Philip Scheffner

Havarie

2016 | Film
Zum Werk

Am 14.09.2012 um 14:56 Uhr meldet das Kreuzfahrtschiff „Adventure of the Seas“ der spanischen Seenotrettung die Sichtung eines havarierten Schlauchbootes mit 13 Personen an Bord. Aus einem Youtube-Clip und biografischen Szenen entsteht eine Choreografie, in der sich Vergangenheit, Gegenwart und Zukunft der Reisenden auf dem Mittelmeer spiegeln.

Die Koordinaten 37°28.6'N und 0°3.8'E markieren einen Punkt im Mittelmeer – 38 Seemeilen vor der Hafenstadt Cartagena in Spanien oder 100 Seemeilen von der algerischen Hafenstadt Oran entfernt – je nach Perspektive der Erzählung. Von diesem Punkt im Meer aus betrachtet, besteht die ganze Welt aus Wasser, Himmel und einem grenzenlosen Horizont. Ein „Meer der Möglichkeiten“, aufgeladen mit Hoffnungen, Ängsten und Träumen von Reisenden.

In Sichtweite.

90 Minuten.

Winken.

Warten.

Der Funkverkehr zwischen dem Kreuzfahrtschiff, der Zentrale im Hafen von Cartagena, dem Seenotrettungskreuzer „Salvamar Mimosa" und dem Helikopter „Helimer 211“ strukturiert den akustischen Raum des Films. Auf der Bildebene zieht sich der filmische Raum zu einer einzigen, ungeschnittenen Sequenz zusammen, die sich über die gesamte Laufzeit des Films wölbt. Es ist ein kurzer Youtube-Clip, der uns heute wie die Essenz, die Verdichtung der Situation auf dem Mittelmeer erscheint. In Einzelbildern wird das Schlauchboot mit 13 Gestalten an Bord zur Ikone der täglichen Nachrichtenbilder, wir sind gezwungen hinzusehen.

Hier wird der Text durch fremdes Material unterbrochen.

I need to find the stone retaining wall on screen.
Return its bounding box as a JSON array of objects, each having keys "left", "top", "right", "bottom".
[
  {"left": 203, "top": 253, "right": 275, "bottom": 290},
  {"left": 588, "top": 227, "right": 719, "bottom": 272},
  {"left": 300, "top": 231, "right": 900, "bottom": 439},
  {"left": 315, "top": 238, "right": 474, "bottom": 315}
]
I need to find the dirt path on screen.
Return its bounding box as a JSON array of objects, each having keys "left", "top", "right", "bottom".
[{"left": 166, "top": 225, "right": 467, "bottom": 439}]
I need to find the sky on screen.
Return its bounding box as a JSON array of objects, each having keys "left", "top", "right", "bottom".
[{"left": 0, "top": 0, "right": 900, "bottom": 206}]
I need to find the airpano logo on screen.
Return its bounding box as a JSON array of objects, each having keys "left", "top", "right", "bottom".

Aus Aufnahmen mit Touristen und Offizieren auf dem Cruise Liner, mit der Besatzung eines Containerschiffes, mit den „Harraga“, „bruleurs“ oder „die ihre Pässe verbrennen" und ihren Familien werden die biografischen Fluchtlinien des dokumentarischen Materials in eine filmische Imagination hinein verlängert.

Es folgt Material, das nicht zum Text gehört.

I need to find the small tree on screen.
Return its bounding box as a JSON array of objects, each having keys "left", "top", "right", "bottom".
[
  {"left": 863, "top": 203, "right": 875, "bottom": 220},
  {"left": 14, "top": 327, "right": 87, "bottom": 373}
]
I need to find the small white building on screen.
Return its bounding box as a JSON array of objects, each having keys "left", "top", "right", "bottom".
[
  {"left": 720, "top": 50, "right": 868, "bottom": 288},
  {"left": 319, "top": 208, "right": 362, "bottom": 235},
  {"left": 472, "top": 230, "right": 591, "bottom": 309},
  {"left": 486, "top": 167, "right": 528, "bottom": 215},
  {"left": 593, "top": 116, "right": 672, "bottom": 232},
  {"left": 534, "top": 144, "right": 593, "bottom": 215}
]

Es entsteht eine Choreografie, in der sich Vergangenheit, Gegenwart und Zukunft der Reisenden spiegeln: Wird ein anderer, ein neuer Möglichkeitsraum sichtbar, wenn sie sich erneut – im filmischen Raum – begegnen?

havarie.pong-berlin.de

info@pong-berlin.de

Zur Recherche

Algerien, Spanien, Frankreich, Nord-Irland
Zeitraum der Recherche: 2014/2015

Die beiden Recherchereisen nach Algerien, ermöglicht durch das Grenzgänger-Programm der Robert Bosch Stiftung, haben erheblich zum Erfolg des Projektes „Havarie“ beigetragen. Die erste Recherchereise stand für den Stipendiaten und die übersetzende Begleiterin unter dem Eindruck der ungeheuren Gastfreundschaft und Aufgeschlossenheit, die ihnen in Algerien von allen Projektmitarbeitern und ihren Familien entgegengebracht wurde. Dieser Eindruck setzte sich während der zweiten Reise fort, jedoch stand diese stark unter dem äußeren Einfluss der sich täglich verschärfenden Sicherheitslage. Insofern wurde von allen beteiligten eine starke Diskrepanz zwischen der projektinternen Stimmung (Gastfreundschaft, Professionalität, Verbindlichkeit, Offenheit) und den externen Umständen („aufgeheizte“ Stimmung, reale oder durch die algerischen Sicherheitsbehörden vermutete Bedrohungslage, bürokratische Hindernisse) empfunden.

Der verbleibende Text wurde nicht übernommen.